アート / 出版

Posted on 2017-04-15
【レビュー】「挿絵本の楽しみ~響き合う文字と絵の世界~」静嘉堂文庫美術館


挿絵の力の魅力を明・清時代と江戸時代の書物で堪能
中国・日本の古書の楽しさが堪能できる展覧会が東京・世田谷区岡本の静嘉堂文庫美術館で開催中です。「挿絵本の楽しみ~響き合う文字と絵の世界~」(会期:2017年4月15日~5月28日)は、「挿絵」にテーマを当てて、日本の江戸時代および中国の明清時代の本の中から多彩な挿絵本を選び展示しています。

会場は、
Ⅰ神仏をめぐる挿絵
Ⅱ辞書・参考書をめぐる挿絵
Ⅲ解説する挿絵
Ⅳ記録する挿絵
Ⅴ物語る挿絵
の5セクションで構成されています。

静嘉堂文庫 主任司書 成澤麻子さんは、今回の展覧会を企画した背景について、次のように話しています。
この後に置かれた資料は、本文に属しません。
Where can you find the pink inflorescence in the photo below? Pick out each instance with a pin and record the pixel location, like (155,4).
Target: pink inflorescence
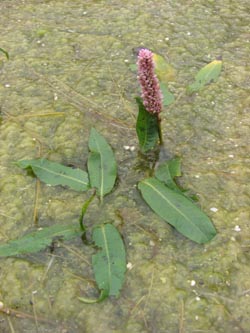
(151,93)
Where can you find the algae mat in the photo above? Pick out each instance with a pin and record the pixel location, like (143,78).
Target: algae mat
(68,71)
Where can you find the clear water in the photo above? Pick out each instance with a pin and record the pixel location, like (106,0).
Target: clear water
(68,71)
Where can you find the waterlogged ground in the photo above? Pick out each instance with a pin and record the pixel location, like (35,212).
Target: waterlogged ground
(69,71)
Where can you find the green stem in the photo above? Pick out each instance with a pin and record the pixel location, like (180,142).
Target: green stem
(159,129)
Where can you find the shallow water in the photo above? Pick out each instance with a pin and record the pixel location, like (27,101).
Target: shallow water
(68,71)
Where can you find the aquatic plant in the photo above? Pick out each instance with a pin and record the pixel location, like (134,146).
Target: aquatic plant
(160,191)
(150,86)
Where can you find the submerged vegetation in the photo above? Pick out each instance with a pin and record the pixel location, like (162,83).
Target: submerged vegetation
(160,191)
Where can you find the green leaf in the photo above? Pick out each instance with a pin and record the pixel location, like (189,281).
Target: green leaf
(168,97)
(5,53)
(177,210)
(206,75)
(101,164)
(109,264)
(57,174)
(39,239)
(147,128)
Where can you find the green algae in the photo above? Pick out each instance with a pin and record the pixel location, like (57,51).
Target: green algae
(80,67)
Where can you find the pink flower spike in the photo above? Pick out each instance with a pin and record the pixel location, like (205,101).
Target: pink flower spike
(151,93)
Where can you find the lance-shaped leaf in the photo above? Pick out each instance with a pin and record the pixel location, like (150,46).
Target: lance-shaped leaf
(206,75)
(101,164)
(57,174)
(177,210)
(39,239)
(147,128)
(109,263)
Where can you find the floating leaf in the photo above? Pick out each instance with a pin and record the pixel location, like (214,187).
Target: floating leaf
(168,97)
(39,239)
(164,71)
(5,53)
(101,164)
(109,264)
(147,128)
(206,75)
(57,174)
(177,210)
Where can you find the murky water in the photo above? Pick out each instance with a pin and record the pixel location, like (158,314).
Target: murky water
(68,71)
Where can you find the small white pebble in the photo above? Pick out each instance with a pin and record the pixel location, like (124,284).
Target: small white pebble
(129,265)
(237,228)
(193,283)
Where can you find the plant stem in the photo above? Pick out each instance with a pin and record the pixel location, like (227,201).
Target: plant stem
(159,129)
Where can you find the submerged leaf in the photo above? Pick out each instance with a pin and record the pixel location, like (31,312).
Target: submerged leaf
(109,264)
(101,164)
(57,174)
(39,239)
(147,128)
(206,75)
(177,210)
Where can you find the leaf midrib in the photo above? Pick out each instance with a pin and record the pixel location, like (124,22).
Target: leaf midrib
(107,254)
(169,202)
(59,174)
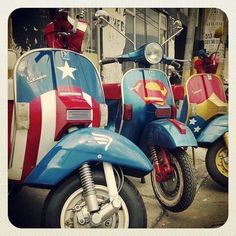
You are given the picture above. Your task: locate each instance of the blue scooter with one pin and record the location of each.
(56, 114)
(142, 109)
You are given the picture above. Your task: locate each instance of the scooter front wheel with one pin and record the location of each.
(217, 162)
(178, 191)
(65, 207)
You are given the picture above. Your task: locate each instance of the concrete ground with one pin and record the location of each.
(209, 209)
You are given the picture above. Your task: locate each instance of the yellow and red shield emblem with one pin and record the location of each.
(151, 91)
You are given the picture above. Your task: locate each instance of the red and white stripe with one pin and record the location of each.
(32, 145)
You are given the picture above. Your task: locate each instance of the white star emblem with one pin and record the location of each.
(192, 121)
(197, 129)
(67, 71)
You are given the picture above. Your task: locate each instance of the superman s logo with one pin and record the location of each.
(151, 91)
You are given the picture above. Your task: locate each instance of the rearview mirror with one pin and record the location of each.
(177, 27)
(101, 18)
(219, 32)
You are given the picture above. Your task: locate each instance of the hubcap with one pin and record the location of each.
(222, 161)
(170, 191)
(75, 214)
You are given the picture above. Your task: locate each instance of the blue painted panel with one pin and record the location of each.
(42, 70)
(88, 144)
(133, 84)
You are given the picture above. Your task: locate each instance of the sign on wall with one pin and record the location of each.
(113, 44)
(214, 19)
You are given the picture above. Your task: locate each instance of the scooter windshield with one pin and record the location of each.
(43, 70)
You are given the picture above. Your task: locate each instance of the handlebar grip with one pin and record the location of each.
(175, 64)
(108, 60)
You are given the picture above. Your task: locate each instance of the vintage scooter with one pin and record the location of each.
(56, 111)
(205, 111)
(142, 109)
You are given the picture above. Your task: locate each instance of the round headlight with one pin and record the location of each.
(153, 53)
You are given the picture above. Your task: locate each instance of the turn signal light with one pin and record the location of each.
(163, 112)
(128, 112)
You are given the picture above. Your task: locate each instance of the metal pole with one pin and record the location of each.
(189, 43)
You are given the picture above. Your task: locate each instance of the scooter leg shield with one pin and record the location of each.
(88, 145)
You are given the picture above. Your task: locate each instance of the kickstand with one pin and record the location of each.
(143, 181)
(193, 154)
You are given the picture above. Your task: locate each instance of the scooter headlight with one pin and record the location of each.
(153, 53)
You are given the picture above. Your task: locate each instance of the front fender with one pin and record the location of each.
(86, 145)
(164, 133)
(215, 129)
「新聞に連載小説を執筆しているある作家が、挿絵によって小説のストーリーを変えていくことがあるということを聞いて、挿絵の力に改めて気付かされたのが企画の原点です」

文字ばかりの資料の展示だと、その道の専門家か、よほど好きな人でないと見るのはおっくうになりがちです。しかし、挿絵が入っていると、ただ眺めているだけでも楽しみながら、書物の世界に入っていけるのが嬉しいです。
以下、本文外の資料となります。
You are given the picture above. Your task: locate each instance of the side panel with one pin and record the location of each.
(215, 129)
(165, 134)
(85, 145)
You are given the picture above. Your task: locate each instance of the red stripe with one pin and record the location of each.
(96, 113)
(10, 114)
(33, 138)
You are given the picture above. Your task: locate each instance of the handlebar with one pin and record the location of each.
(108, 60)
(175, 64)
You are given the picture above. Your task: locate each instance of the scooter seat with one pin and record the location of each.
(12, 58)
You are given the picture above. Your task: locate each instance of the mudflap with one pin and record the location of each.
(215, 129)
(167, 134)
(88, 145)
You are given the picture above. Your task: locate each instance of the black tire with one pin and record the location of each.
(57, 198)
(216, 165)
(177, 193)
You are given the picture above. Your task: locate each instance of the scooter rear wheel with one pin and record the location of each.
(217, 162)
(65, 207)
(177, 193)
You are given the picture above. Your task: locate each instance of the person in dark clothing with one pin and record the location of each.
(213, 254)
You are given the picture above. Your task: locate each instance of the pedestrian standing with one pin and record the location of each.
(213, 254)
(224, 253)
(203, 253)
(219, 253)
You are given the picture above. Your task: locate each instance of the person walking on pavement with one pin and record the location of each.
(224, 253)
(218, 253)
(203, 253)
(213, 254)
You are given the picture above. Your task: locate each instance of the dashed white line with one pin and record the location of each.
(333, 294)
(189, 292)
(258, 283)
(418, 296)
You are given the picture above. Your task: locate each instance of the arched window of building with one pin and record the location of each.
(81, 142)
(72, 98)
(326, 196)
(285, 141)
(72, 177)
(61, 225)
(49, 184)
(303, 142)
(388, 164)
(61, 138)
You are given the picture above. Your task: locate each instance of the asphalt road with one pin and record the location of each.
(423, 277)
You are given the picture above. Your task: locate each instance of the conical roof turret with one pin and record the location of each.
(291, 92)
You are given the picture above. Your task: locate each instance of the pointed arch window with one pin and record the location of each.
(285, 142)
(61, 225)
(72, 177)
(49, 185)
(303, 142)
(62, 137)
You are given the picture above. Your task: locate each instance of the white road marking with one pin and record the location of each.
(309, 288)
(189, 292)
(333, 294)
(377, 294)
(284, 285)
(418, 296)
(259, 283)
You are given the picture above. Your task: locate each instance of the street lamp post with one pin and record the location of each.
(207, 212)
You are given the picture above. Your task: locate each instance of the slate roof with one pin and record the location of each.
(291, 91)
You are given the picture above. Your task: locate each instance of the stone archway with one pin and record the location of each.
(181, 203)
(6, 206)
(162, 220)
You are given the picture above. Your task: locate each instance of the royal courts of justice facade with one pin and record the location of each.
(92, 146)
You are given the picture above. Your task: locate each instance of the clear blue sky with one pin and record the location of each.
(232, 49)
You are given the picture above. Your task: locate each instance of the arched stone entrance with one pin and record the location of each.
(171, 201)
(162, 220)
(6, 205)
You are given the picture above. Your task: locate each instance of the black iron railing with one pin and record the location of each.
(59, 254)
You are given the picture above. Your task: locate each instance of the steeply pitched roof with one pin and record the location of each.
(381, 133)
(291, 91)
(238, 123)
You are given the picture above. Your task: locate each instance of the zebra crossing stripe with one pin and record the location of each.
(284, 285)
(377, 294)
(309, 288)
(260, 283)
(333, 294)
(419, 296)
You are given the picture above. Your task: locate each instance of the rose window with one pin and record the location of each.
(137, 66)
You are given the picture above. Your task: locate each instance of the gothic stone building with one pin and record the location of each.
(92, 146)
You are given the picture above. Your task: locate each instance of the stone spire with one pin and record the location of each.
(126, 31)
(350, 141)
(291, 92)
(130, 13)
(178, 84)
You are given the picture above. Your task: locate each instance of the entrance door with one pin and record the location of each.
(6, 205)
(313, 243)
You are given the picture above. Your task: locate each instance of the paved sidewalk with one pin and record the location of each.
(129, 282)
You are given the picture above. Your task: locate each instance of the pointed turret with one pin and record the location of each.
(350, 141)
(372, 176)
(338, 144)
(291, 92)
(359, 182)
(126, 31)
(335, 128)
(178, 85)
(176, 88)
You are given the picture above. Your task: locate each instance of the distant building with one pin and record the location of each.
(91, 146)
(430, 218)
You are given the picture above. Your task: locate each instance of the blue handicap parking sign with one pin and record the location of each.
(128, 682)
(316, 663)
静嘉堂文庫美術館(東京・世田谷)は、和漢の古典籍およそ20万冊と東洋古美術作品約6500件を所蔵する美術館です。開催する展覧会では、日本や中国の作品や資料を、歴史的なアプローチを交えながら紹介していくのが特色です。

今回の「挿絵本の楽しみ~響き合う文字と絵の世界~」は、和漢の古書を豊富に持つ静嘉堂文庫美術館だからこそ実現できた企画だと言えるでしょう。

展示されている挿絵は、今の感覚から見ても、とてもクリエイティブ。インターネットや紙媒体に関わるメディア関係者をはじめ、デザイナーなどビジュアル系を仕事している人にとっては、文字とビジュアルの関係性を考えるにあたって、たくさんのインスピレーションを感じるにちがいありません。もちろん、中国や日本の歴史が好きな人、書誌学など書物に関心がある人にとっても、得るものが多い展覧会でしょう。

※会場写真は、4月14日に行われたプレス内覧会で撮影(Photo:Media &Communication編集部 宮川由紀子)

挿絵本の楽しみ~響き合う文字と絵の世界~
会期
 2017年(平成29年)4月15日(土)から5月28日(日)まで
会場 静嘉堂文庫美術館
観覧料 一般1000円、大・高生700円、中学生以下無料

今回展示されている作品の一部を紹介します。※画像の無断掲載はご遠慮ください。

下の作品は『妙法蓮華経変相図』(中国・〔南宋時代前期(12世紀)〕写 静嘉堂文庫蔵【全期間展示】)です。

法華経(妙法蓮華経)の中で説くさまざまエピソードを絵で分かりやすく表しています。絵のテイストがとても親しみやすいです。

下は『纂図互註礼記』(中国・漢鄭玄注 唐陸徳明釈文 南宋時代(12世紀前半~13世紀後半)刊 静嘉堂文庫蔵【全期間展示】)です。

科挙(中国の官吏登用試験)の受験用参考書として作られたもの。「礼記」(「らいき」と読む)は儒教の経典のひとつで、礼儀作法に関する書物です。儒教的な考えにおいて、礼儀作法は国家や社会の秩序を維持するための根本的な規律です。

下は『環海異聞』(大槻玄沢編 江戸時代後期(19世紀)写 静嘉堂文庫蔵【全期間展示】)です。

江戸時代の寛政5年(1793年)、石巻から江戸へ向かった船が難破し、アリューシャン列島の島に漂着しました。帰国した乗組員からロシアの様子を聞いて、編者である大槻玄沢(仙台藩医)の知見を補って著した書物です。

ほかにも、挿絵が楽しめる書物がたくさん展示されています。